While under development, the NO2 product is available at NASA’s Aura Validation Data Center (AVDC). While the data are hosted there, we can access files from this site using the fsspec package. Once this product is implemented by the PACE Mission Science Data Segment (SDS), it will be available in the Earthdata Cloud and accessible as usual using the earthaccess package.

url = "https://avdc.gsfc.nasa.gov/pub/tmp/PACE_NO2/NO2_L3_Gridded_NAmerica/PACE_NO2_Gridded_NAmerica_2024m0401.nc"
fs = fsspec.filesystem("https")
path = fs.open(url, cache_type="blockcache")

3. Preview this hierarchical dataset#

We will use xarray.open_datatree to open all groups in the NetCDF and then merge them into a single dataset.

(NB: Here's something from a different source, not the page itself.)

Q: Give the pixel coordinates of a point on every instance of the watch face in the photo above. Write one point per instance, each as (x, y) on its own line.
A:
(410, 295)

We need to clean up some superfluous data stored as nlat and nlon along the way.

datatree = xr.open_datatree(path)
datatree["/"].dataset = datatree["/"].dataset.drop_vars(swap_dims)
dataset = xr.merge(datatree.to_dict().values()).swap_dims(swap_dims)
dataset
<xarray.Dataset> Size: 128MB
Dimensions:                                 (longitude: 4000, latitude: 2667)
Coordinates:
  * longitude                               (longitude) float32 16kB -130.0 ....
  * latitude                                (latitude) float32 11kB 20.01 ......
Data variables:
    nitrogen_dioxide_total_vertical_column  (longitude, latitude) float32 43MB ...
    U10M                                    (longitude, latitude) float32 43MB ...
    V10M                                    (longitude, latitude) float32 43MB ...
Attributes:
    title:               PACE OCI Level-3 Data NO2
    product_name:        PACE_NO2_Gridded_NAmerica_2024m0401.nc
    processing_version:  1.0.0
    Conventions:         CF-1.8
    instrument:          OCI
    date_created:        2024-12-19T12:36:59.110439
    institution:         NASA/GSFC
    spatial_resolution:  1500m
    spatial_coverage:    -130W to -70W, 20N to 60N
    date:                2024-04-01T00:00:00.000000
    PlatformShortName:   PACE

If you expand the nitrogen_dioxide_total_vertical_column variable, you’ll see that it is a 2D variable consisting of total vertical column NO2 measurements with units of molecules cm-2. Let’s plot it!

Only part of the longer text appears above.